German data visualization specialist

Moritz Stefaner is a German data visualization designer. He is notable for his work for organisations like the OECD, the World Economic Forum, Skype, dpa, and Max Planck Research Society. Stefaner is a multiple winner of the Kantar Information is Beautiful awards. His data visualisation work has been exhibited at Venice Biennale of Architecture and Ars Electronica. He has contributed to Beautiful Visualisation published by Springer and was interviewed for the books New Challenges for Data Design published by Springer and Alberto Cairo's The Functional Art.

One of Stefaner's most widely known works is the visualisation of the OECD Better Life Index. Among other notable projects is his interactive installation On Broadway, his work for the FIFA, and his design of the new OECD data portal.

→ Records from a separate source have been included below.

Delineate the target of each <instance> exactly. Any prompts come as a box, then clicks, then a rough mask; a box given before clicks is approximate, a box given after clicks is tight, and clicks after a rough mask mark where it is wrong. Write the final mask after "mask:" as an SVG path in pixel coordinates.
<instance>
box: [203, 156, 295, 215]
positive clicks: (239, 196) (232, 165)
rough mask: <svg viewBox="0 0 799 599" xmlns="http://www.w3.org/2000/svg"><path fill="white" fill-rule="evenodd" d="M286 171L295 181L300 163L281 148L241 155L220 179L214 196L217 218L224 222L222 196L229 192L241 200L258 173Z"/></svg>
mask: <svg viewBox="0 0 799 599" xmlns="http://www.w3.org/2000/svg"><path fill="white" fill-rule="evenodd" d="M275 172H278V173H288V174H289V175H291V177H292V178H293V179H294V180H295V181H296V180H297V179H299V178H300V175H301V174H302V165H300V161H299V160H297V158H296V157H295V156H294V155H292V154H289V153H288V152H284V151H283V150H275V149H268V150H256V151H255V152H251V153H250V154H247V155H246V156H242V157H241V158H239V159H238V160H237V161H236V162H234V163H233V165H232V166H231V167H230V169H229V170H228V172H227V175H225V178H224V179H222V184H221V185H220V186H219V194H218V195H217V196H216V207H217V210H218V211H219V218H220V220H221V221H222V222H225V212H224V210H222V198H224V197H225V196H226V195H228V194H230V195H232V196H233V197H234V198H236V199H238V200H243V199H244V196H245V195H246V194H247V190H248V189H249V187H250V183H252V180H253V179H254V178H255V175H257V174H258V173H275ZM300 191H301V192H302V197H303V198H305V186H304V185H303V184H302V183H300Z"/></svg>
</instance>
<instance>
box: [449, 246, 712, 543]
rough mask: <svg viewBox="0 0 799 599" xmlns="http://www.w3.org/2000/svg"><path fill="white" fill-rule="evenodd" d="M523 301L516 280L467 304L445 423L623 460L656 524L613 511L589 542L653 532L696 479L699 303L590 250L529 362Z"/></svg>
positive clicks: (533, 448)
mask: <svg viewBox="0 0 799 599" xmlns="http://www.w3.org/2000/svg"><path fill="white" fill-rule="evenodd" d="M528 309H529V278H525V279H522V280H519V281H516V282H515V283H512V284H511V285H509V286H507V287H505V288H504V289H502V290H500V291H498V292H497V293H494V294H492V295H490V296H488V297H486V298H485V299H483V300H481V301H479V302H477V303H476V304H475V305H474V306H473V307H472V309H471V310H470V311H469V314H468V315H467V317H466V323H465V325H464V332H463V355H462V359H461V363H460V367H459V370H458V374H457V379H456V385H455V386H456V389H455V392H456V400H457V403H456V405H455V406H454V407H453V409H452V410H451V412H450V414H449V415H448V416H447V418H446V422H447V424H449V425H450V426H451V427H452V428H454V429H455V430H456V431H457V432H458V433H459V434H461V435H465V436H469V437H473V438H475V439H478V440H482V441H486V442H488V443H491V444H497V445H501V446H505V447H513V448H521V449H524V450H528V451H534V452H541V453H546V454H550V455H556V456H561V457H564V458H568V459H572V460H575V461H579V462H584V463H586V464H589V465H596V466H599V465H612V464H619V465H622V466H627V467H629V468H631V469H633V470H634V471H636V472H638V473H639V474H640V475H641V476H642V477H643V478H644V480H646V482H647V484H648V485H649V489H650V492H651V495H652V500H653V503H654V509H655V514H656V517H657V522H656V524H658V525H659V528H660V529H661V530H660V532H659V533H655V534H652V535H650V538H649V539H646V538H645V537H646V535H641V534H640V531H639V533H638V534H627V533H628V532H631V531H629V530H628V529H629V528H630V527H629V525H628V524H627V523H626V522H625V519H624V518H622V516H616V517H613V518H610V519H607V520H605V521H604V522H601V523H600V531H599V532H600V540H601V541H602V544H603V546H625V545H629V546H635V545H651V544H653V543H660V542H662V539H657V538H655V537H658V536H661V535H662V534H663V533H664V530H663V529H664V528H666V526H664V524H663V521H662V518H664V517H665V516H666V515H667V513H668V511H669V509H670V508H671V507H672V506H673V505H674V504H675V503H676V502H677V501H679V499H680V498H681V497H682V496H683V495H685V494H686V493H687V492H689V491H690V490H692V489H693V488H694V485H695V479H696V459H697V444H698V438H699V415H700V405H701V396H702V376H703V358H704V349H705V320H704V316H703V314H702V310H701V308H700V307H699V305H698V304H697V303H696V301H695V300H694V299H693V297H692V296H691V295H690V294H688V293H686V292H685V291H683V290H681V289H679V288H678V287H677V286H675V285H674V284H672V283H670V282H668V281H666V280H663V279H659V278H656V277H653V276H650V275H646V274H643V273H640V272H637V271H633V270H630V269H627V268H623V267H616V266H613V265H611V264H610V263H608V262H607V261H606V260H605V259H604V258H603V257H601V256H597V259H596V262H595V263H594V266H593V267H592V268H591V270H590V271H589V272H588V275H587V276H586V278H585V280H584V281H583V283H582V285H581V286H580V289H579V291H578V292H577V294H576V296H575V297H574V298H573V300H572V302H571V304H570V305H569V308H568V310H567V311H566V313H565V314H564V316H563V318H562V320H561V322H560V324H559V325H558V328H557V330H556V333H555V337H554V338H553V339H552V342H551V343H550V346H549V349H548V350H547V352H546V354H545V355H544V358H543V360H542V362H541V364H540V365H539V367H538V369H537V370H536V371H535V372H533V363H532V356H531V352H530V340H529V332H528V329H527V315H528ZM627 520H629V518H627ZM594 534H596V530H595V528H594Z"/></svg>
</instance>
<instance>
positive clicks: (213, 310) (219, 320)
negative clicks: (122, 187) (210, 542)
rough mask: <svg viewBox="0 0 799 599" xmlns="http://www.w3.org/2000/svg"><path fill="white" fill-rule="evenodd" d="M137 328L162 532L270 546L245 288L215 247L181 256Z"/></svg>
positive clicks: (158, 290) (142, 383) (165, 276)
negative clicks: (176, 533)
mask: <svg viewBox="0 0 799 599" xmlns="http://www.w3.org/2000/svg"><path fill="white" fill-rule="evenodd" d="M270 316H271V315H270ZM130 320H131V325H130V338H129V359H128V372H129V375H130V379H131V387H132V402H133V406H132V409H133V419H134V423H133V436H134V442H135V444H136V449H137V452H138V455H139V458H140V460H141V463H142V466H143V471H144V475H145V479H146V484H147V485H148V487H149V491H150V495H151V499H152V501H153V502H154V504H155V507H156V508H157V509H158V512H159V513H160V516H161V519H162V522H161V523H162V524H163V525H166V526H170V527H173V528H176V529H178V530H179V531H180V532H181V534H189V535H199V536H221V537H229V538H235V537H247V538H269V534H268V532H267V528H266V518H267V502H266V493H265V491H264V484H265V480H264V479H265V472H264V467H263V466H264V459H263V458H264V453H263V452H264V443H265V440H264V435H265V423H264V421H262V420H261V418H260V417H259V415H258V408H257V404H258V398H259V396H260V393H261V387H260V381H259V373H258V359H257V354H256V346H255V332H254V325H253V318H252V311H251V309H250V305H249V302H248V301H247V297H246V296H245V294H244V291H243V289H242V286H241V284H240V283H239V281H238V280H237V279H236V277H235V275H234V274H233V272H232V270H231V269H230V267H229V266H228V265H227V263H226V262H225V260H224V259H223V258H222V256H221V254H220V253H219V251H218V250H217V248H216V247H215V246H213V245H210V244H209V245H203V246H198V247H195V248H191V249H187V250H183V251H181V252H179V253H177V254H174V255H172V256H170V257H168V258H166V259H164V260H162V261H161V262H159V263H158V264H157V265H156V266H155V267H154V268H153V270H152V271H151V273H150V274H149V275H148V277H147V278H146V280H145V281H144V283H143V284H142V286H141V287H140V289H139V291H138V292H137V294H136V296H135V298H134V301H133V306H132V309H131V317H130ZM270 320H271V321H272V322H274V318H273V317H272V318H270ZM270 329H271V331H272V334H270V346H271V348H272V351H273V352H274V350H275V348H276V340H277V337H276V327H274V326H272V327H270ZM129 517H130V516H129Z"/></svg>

Fast Company featured Stefaner's work for Deutsche Bahn, describing it as transformative and impactful for a $45 billion company. His work on Einstein Designer was featured in the German language book "Design und Künstliche Intelligenz", covering the relationship of design and artificial intelligence. HAS Magazine (A project by UNESCO-MOST) featured his data artwork MULTIPLICITY in an article. His work on the German COVID vaccination dashboard was widely recognized for its novel design and on-point execution. Lately, he has been working on the Climate—Conflict—Vulnerability Index, which has been launched by Federal Foreign Minister Annalena Baerbock at the BCSC 2024 conference.

With Enrico Bertini, he produced Data Stories, a podcast on data visualization from 2012 to 2023. Stefaner studied Cognitive Science (B.Sc., University of Osnabrück) and Interface Design (M.A., University of Applied Sciences Potsdam). He lives in Lilienthal, Germany.